一連の画像が同種のコバチかどうか解りませんが、この属の寄生生態がすべてこのようなものであれば、うまく説明できるように思われます。

投稿: ezo-aphid | 2011年1月15日 (土) 12時09分

ezo-aphid さん、こんばんは。
相変わらず私には直感的絵合わせしか出来ませんが、ヒメコバチ科にあたりをつけて検索するとちょうどうまい具合に似たのが出てきました。
ひとことで寄生バチと言ってもその生活史は千差万別なんでしょうね。私はなんとなくこのハチもヒメバチのように寄主の体内に卵を産みこむものだと思っていました。
同属に多数の種があるということなので、1997年に撮ったものは別種の可能性が大きいですね。腹部の黄色の部分の形が少し違うのは個体変異だと思っていたのですが。

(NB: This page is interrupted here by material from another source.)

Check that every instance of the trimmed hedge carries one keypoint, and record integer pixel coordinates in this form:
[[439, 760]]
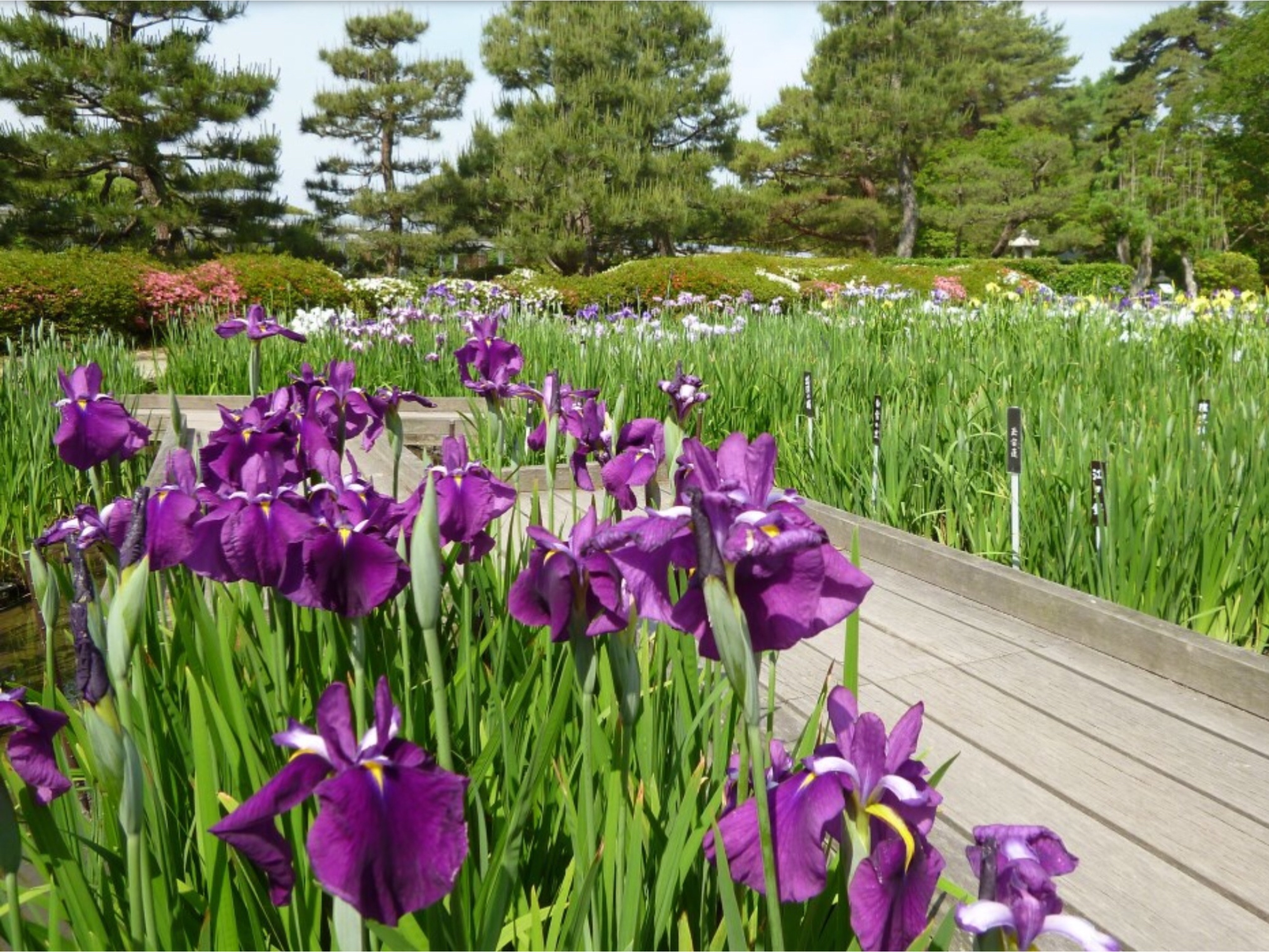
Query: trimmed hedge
[[1228, 269], [84, 291], [78, 291], [286, 282], [640, 281]]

投稿: おちゃたてむし | 2011年1月15日 (土) 20時43分

とりあえずヒメコバチ科に絞った、というのがエライです。
 オチャタテさんのおっしゃる通り、わたしも1997年の画像は同属の別種と思います。胸の前半分がざらついて見え、触角の1節目(柄節、scape)が白っぽく、腹の側面に黒斑がない節がある、などの点が違いますね。この写真を拡大して見ると、とても粗い作りのマユの中に、黒い蛹が見えます。餌だったイモムシは早くに死んだため、腐り始めているのではないでしょうか。
 そういえば、野外で、白く丸い卵の様な粒々を背中にのせたイモムシの幼虫を見かけた記憶があります。今思うと、あれは、丸々と育ったウスマユコバチ類の幼虫だったのでしょう。容器にでも入れておけば、ちゃんと成虫を見られたはずだったのにと、反省。このように、自由生活をするイモムシ幼虫などに、集団で外部寄生するコバチ類は、コバチ上科の中でも珍しいのだそうです。

投稿: ezo-aphid | 2011年1月15日 (土) 22時09分

ezo-aphid さん、
マユというと蚕のマユのようなものを思い浮かべてしまいますが、イモムシの残骸の周りに粗くかけられた糸がマユだったんですね。ウスマユコバチの名の由来でしょうか。
私にも寄生を受けたイモムシを見ることが出来れば嬉しいのですが、多分これまでに機会があっても見逃していたと思います。このハチは越冬中のものならいくらでも見つかるので、夏場にはその寄生を受けたイモムシもさぞかし沢山いることと思うのですが。

投稿: おちゃたてむし | 2011年1月17日 (月) 22時03分

おはようございます。
前から気になっていたコバチですが大抵おちゃたてむしさんの所にくれば種名がわかるので助かります(^^;;ありがたいものです。
同種と思うものを撮影しましたが、ezo-aphidさんのコメントのように脱皮を止める行為ができるのは驚きです。
そういった機能を獲得するまでの進化の過程に興味が湧きます。

投稿: BABA | 2011年12月16日 (金) 08時20分

BABAさん、こんばんは。
早速拝見しました。同種と見て間違いなさそうですね。
前の冬にはコバチ類の記事をたくさん出しましたが、属名、種名の判明したものに関しては全て上條先生やezo-aphidさんのおかげです。
寄生者が寄主の生理や行動まで操作するという例は一般向けの進化論関係本にたびたび紹介されていますが、なかなか不気味で興味深いですね。